The Indian philosopher, Sri Aurobindo, like Dom Pontifex, has difficulty reconciling evil with a good and omnipotent God who stands above the universe, ruling and watching. This is especially so if the inexorable law of karma holds. If we take pain as a trial and an ordeal, then we are led to an all-powerful, cunning, psychologist-God who is cruel or morally insensible. The same would hold if moral evil is the result of ignorance. If pain is a punishment for moral evil, then we can ask why moral evil exists or must entail such pain and suffering? Such difficulties led the Buddha to reject the existence of a free and all-governing, personal God.
For Aurobindo, all things that exist are what they are in terms of an ultimate reality; Existence-Consciousness-Bliss, a consciousness that is both creative and infinite self-delight. This leads him to ask, how can pain and suffering exist at all if this is so? If this ultimate reality, called Sachchidananda, is God, then he is all good. If so, however, who created pain and evil? Aurobindo’s answer to the problem of evil is that the Divinity also bears the evil and suffering that we find in the creature in whom he has embodied himself. Aurobindo points out that the law governing the world takes no cognizance of good and evil, but only of the force that creates, the force that arranges and preserves, the force that disturbs and destroys impartially.

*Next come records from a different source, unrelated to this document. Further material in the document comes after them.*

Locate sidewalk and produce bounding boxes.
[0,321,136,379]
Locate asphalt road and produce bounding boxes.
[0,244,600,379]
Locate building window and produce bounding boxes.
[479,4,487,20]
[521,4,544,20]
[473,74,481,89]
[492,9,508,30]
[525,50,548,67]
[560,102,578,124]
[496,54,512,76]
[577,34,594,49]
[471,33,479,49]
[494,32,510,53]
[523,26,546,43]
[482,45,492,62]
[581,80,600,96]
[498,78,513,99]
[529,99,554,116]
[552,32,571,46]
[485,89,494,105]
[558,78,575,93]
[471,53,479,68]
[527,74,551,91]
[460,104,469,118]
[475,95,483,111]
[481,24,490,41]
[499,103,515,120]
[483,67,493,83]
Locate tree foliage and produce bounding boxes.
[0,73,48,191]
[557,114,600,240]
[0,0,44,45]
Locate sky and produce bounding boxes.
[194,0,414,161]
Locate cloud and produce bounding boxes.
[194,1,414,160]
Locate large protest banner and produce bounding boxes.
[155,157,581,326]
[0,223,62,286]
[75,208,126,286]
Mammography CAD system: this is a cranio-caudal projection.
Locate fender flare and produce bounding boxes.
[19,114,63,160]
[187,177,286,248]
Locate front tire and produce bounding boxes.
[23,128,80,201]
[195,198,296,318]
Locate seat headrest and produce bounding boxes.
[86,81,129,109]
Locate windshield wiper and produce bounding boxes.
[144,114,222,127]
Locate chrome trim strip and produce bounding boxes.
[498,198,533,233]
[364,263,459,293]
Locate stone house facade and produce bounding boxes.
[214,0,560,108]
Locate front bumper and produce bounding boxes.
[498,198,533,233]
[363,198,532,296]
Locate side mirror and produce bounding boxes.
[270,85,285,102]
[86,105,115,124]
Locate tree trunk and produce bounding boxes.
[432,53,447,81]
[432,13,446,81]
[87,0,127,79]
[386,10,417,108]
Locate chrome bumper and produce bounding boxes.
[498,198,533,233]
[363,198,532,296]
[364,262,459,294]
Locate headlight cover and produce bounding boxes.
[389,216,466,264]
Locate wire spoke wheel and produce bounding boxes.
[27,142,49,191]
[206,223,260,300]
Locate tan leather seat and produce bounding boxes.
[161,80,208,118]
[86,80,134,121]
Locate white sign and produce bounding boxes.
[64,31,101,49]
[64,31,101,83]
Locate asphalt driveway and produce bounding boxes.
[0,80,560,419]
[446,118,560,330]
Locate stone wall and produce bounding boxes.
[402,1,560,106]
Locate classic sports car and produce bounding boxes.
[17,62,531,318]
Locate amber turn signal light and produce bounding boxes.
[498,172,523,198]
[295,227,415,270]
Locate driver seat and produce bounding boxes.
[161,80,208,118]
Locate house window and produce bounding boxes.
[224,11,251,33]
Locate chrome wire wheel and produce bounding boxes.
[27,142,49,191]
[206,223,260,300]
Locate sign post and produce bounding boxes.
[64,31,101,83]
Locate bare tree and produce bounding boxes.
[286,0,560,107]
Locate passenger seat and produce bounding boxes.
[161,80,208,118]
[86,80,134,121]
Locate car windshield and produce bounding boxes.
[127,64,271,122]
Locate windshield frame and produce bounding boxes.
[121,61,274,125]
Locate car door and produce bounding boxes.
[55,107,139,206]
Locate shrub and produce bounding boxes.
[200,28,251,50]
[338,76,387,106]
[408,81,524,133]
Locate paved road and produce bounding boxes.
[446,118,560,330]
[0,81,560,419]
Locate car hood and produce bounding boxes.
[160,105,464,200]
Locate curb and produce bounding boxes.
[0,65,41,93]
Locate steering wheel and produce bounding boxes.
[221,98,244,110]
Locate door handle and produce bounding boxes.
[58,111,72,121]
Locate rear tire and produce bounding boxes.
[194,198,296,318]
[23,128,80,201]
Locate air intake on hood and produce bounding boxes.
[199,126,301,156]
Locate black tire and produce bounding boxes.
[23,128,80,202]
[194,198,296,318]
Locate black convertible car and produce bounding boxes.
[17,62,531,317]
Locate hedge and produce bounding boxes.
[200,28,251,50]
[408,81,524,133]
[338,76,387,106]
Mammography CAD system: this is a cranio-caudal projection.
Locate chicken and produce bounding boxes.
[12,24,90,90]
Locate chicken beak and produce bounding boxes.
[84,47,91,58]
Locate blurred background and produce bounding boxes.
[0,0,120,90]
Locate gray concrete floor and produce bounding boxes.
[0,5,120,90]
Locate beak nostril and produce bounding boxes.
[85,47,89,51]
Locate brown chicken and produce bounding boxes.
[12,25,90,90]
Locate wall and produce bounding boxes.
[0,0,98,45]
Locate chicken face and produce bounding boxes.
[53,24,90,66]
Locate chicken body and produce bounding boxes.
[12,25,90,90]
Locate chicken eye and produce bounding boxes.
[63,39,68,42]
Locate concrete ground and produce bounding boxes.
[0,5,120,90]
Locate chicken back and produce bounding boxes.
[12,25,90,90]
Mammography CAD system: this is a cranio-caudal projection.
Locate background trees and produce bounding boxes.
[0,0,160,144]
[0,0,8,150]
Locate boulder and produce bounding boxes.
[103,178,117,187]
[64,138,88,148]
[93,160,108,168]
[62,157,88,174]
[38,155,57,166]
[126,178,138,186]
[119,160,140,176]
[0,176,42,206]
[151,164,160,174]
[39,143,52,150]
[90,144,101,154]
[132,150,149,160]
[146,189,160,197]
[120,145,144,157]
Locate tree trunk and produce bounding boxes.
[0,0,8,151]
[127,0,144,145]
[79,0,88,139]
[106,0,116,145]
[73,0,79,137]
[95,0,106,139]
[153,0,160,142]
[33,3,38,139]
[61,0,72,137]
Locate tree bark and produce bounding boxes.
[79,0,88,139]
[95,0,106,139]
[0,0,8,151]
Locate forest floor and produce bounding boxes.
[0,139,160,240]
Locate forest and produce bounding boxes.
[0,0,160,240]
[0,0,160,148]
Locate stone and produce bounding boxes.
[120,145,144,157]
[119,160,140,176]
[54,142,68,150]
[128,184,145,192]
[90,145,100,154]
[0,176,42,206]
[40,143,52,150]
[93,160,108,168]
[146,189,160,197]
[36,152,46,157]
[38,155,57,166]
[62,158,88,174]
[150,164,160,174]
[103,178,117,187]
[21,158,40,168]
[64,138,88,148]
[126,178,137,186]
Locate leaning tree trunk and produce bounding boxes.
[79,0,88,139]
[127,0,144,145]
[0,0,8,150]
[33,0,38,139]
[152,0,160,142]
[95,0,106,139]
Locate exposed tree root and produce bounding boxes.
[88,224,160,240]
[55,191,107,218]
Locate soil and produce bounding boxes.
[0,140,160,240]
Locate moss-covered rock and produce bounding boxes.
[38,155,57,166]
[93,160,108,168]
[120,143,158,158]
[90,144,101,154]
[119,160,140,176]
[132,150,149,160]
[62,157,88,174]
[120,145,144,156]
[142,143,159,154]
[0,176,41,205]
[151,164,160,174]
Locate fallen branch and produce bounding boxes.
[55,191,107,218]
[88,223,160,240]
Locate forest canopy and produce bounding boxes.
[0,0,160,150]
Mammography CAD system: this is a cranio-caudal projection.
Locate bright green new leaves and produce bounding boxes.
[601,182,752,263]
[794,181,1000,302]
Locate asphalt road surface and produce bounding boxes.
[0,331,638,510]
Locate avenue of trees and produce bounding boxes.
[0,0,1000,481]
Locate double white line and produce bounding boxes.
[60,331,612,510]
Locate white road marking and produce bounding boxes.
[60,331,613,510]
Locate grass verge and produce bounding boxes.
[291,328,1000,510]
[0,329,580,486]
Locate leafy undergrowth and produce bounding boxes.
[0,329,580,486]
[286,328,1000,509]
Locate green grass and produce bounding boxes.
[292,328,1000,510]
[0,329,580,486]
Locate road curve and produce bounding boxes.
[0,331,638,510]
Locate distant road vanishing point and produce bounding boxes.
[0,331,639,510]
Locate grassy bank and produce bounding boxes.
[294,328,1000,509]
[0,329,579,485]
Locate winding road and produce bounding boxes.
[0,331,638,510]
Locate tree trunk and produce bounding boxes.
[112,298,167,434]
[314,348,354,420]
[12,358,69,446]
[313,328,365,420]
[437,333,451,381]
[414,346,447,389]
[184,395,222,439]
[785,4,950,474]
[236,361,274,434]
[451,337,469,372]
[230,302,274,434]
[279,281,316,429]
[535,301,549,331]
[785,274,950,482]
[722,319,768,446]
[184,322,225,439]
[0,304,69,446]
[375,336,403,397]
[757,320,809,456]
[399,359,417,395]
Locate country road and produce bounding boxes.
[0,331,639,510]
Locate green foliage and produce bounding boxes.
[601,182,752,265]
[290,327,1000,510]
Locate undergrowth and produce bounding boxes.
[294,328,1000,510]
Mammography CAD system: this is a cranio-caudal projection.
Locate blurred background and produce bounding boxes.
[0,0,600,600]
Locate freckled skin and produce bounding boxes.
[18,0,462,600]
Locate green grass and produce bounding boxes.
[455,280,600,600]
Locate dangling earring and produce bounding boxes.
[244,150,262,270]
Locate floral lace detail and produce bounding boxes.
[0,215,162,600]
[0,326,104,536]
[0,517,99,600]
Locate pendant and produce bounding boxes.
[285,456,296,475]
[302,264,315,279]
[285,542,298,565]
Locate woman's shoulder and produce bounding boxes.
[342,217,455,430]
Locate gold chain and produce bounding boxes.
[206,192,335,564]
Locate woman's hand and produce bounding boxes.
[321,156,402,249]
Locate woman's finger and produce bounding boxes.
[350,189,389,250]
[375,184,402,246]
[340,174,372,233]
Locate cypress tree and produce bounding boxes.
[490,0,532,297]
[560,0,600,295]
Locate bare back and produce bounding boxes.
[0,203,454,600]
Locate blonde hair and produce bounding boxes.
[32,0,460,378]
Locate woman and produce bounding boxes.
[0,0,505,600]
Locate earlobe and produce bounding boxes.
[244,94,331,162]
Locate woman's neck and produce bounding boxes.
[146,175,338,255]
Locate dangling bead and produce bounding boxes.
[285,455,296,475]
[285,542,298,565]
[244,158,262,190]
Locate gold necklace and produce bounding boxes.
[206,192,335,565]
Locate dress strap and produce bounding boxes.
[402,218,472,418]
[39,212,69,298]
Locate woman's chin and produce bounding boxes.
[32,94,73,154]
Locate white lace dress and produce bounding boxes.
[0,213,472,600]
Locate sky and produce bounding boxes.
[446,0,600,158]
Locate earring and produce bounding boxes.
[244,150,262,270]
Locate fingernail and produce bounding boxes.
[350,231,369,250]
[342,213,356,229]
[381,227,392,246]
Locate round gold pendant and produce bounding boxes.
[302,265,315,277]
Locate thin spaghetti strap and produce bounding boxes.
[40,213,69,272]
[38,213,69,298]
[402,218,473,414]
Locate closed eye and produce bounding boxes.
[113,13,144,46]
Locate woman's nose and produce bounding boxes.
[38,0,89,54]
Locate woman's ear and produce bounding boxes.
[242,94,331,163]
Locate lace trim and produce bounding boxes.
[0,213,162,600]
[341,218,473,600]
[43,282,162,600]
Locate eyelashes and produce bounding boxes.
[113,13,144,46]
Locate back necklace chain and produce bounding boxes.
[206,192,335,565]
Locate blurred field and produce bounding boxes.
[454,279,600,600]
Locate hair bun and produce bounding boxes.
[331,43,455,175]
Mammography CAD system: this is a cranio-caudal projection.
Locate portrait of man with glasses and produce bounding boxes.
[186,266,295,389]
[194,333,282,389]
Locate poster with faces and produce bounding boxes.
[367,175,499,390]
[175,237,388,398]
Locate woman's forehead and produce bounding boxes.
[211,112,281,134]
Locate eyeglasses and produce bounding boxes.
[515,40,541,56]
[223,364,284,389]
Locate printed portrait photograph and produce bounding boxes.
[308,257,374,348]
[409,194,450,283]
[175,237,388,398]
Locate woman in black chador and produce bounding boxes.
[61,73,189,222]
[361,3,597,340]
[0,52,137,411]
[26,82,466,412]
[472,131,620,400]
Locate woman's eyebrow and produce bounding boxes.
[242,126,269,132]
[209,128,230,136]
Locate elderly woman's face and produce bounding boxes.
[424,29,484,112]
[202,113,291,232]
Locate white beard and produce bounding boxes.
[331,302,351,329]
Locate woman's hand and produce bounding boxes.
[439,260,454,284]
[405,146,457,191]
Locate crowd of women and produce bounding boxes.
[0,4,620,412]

We do not blame the tiger for ripping apart its prey, nor the storm because it destroys whatever is in its path. The urge of Sachchidananda towards self-expression is central. This satisfaction of the conscious-force of existence develops itself into forms and seeks in that development its delight. Delight of being--universal, illimitable, self-existent-- seeks to realize itself as delight of becoming. This delight seeks in mind and life to realize itself by emergence in the becoming, in the increasing self-consciousness of the movement. As it seeks new forms of itself, pain and suffering occur.